There’s also a regulatory backdrop brewing. The FIA is evaluating, with team bosses, FOM and the power unit manufacturers, potential tweaks to energy management techniques in an effort to make the new rules’ racing dynamics feel more natural. Nothing has been decided in the material provided, but even the existence of that discussion tells you how much of the competitive order is still tied up in how these cars are being “driven” by software logic and driver technique as much as steering input.
Mercedes, unsurprisingly, is alive to what a reset could mean. Toto Wolff joked that he’d have happily kept those Middle Eastern races on the calendar, banking points while his team had a clearer early advantage — and he was just as quick to acknowledge that Japan was the first hint the advantage isn’t guaranteed.
“It could well be the case,” Wolff said. “People have learned now, the teams have learned. Drivers are starting to learn how to optimise these systems to their benefit, and we’ve seen that first indication today [Japan], what looked like a home run in the first two races isn’t the case.
“We’ve always warned. Miami is going to be, for me, a restart.”
That’s the key: the first phase of 2026 has been about survival and adaptation. The next phase is where the first meaningful upgrade cycles arrive, where teams stop guessing and start targeting. For McLaren, that’s exactly the point Stella has been driving at — the MCL40’s limitations are known, the fixes are in production, and the power unit integration is improving race by race.
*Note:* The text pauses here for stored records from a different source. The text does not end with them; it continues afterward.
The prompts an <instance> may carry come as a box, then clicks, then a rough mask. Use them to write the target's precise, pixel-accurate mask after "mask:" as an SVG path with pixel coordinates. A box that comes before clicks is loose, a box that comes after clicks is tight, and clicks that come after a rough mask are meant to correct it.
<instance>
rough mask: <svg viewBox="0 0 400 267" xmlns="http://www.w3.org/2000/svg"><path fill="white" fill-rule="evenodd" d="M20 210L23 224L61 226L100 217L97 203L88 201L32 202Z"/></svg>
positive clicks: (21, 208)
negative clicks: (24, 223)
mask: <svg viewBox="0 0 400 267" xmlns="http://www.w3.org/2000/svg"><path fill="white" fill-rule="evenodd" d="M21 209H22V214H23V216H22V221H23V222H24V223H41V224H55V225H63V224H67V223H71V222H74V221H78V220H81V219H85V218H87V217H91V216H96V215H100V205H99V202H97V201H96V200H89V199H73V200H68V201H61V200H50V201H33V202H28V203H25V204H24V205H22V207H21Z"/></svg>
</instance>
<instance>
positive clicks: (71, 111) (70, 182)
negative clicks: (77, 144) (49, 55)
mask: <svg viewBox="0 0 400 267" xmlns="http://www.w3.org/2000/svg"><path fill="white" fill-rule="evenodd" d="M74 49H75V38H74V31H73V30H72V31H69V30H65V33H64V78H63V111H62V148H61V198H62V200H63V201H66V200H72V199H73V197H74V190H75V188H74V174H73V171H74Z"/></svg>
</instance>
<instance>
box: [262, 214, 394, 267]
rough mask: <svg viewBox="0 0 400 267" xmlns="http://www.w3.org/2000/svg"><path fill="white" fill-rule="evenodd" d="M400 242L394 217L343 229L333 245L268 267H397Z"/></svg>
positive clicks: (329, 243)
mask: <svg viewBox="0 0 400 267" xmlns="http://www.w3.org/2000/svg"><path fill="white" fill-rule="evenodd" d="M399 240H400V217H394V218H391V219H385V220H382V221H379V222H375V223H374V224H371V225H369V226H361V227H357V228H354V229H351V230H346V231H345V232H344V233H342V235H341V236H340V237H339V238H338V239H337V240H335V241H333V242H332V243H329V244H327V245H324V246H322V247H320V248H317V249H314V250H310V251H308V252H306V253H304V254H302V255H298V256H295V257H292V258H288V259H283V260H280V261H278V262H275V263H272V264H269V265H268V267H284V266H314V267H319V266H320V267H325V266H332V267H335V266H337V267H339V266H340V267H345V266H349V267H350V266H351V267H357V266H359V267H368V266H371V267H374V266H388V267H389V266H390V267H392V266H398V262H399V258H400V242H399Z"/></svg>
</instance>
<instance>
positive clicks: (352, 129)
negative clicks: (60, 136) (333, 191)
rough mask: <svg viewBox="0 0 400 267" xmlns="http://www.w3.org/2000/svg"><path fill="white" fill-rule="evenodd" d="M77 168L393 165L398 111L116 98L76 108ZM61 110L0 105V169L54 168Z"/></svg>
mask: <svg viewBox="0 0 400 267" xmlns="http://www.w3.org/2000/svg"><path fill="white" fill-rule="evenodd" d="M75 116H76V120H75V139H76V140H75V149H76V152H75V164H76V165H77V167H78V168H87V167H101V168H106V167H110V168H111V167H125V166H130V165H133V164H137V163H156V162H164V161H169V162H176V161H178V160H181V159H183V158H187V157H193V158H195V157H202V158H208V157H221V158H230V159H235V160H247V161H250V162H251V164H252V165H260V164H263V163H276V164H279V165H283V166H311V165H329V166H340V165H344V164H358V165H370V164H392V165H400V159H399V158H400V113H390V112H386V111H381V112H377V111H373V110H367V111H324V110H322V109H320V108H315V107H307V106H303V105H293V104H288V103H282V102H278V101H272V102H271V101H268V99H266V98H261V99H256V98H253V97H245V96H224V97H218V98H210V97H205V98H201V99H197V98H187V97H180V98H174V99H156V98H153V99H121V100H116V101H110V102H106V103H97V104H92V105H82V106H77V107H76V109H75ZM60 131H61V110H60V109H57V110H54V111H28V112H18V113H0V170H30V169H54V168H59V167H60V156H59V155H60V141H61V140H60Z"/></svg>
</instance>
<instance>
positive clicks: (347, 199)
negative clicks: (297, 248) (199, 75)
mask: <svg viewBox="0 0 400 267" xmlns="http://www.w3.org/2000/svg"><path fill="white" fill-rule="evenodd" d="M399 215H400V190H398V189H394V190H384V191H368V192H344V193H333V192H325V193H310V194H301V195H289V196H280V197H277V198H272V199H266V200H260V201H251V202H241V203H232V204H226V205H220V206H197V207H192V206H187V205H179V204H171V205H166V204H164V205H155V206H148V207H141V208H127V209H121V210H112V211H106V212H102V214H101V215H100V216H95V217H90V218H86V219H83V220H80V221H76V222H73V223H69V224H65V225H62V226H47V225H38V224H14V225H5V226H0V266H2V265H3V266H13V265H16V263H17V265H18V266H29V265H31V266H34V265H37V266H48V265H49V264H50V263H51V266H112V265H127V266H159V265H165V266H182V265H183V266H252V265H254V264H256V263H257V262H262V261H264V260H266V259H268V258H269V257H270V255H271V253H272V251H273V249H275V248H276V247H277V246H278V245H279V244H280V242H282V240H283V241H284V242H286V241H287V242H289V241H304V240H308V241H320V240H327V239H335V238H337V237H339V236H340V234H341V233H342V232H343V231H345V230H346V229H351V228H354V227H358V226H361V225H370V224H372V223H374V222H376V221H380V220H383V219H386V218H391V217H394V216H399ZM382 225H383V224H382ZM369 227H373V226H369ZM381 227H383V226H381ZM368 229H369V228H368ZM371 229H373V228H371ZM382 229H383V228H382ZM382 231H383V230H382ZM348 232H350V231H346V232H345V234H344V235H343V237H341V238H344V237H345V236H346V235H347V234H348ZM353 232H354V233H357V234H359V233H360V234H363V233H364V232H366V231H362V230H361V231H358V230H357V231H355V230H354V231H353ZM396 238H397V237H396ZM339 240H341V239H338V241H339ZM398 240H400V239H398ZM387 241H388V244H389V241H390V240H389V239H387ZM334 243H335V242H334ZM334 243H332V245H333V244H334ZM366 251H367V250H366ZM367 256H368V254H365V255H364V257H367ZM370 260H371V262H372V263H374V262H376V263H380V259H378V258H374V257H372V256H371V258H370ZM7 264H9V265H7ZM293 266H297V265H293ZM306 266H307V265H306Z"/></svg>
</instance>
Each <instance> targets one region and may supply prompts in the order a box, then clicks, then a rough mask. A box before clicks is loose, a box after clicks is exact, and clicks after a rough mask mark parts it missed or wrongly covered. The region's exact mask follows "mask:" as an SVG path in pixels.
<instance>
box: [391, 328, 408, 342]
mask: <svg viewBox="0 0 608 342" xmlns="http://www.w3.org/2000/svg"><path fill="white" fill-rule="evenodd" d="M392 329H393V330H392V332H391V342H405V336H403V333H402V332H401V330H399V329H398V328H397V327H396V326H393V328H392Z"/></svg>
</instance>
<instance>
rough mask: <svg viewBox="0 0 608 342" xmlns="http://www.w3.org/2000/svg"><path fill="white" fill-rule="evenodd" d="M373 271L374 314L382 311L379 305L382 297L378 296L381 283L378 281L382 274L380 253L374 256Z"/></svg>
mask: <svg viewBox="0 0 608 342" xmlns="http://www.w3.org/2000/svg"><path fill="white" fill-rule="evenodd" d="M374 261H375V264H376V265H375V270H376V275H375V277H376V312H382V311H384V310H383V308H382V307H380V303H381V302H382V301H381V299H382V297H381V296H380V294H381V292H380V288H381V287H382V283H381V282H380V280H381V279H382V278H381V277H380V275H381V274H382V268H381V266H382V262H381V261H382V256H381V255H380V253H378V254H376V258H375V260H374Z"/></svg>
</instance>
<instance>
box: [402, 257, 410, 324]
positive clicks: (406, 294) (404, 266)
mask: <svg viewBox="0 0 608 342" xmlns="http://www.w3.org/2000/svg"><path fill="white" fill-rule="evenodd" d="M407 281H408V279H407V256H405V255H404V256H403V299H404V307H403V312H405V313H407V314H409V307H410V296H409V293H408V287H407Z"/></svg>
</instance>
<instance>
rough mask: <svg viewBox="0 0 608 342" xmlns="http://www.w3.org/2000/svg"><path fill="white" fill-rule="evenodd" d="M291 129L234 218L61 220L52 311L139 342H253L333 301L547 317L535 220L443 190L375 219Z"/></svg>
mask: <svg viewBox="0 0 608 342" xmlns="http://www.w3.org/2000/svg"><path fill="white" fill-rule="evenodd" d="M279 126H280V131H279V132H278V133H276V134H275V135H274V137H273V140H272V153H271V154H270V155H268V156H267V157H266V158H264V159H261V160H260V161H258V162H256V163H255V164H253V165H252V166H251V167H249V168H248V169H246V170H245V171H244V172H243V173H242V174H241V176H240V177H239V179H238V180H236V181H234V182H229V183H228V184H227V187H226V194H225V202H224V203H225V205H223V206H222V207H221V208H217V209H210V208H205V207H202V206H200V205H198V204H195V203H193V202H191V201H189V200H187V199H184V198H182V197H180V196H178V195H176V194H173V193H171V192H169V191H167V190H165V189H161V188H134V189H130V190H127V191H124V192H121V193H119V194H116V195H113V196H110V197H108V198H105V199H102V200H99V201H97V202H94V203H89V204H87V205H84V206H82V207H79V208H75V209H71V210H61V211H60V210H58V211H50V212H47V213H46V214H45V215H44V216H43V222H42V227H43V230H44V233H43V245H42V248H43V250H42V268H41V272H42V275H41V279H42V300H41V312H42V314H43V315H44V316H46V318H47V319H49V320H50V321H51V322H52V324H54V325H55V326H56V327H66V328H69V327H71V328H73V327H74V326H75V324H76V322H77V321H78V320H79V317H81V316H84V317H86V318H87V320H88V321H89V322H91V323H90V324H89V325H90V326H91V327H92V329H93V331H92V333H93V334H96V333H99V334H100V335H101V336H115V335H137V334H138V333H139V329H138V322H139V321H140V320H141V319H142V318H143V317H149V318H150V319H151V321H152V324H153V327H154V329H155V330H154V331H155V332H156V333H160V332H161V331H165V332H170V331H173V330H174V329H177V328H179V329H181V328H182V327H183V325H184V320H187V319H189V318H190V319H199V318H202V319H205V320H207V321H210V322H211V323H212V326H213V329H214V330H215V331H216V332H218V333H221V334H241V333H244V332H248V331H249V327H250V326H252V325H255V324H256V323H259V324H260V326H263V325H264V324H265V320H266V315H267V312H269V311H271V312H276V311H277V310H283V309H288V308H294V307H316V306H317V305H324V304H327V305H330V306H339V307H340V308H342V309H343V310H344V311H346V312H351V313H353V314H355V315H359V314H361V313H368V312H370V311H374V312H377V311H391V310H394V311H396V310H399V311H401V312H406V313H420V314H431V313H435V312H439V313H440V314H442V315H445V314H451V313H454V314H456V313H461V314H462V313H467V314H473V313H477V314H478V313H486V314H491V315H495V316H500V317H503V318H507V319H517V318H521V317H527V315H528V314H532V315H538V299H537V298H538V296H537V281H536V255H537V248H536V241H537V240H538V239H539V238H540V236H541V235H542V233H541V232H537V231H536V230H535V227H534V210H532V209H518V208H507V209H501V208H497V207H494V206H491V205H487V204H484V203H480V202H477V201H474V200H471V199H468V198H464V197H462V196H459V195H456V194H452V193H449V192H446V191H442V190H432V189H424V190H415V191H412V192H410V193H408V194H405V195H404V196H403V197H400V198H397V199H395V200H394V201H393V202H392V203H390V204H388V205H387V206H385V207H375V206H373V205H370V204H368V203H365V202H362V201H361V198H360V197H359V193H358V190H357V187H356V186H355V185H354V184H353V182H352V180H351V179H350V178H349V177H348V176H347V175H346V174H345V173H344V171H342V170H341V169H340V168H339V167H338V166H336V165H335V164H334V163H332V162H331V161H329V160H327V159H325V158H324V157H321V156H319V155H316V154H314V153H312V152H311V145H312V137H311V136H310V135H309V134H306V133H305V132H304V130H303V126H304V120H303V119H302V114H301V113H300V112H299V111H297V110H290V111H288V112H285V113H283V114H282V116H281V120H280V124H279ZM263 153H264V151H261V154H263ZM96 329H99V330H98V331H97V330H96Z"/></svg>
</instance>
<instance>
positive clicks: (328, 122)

The irony is that the break comes “for the wrong reasons,” as Stella put it, but he’s not hiding how useful it is. McLaren’s winter programme was brutally intense — the first on-track session in Barcelona came as early as January — and the trackside group hasn’t had much air since.
“It’s been one of the most intense winters that I can remember in my career in Formula 1,” Stella said. “It gives us the possibility to make the parts that we want to take trackside to evolve our car, make it faster… It gives us some more time to work with HPP… and it also gives the staff the time to take a little bit of a breath.”
McLaren’s early-season headline has been misfortune. But the more interesting story now is what happens when the noise dies down and the development work starts landing. Suzuka suggested the raw ingredients are already there. Miami will tell us whether McLaren can turn “high-potential” into something a lot more inconvenient for Mercedes — and, if the upgrades do what Stella expects, whether Piastri and Norris are about to find themselves in a real fight for wins on merit rather than opportunity.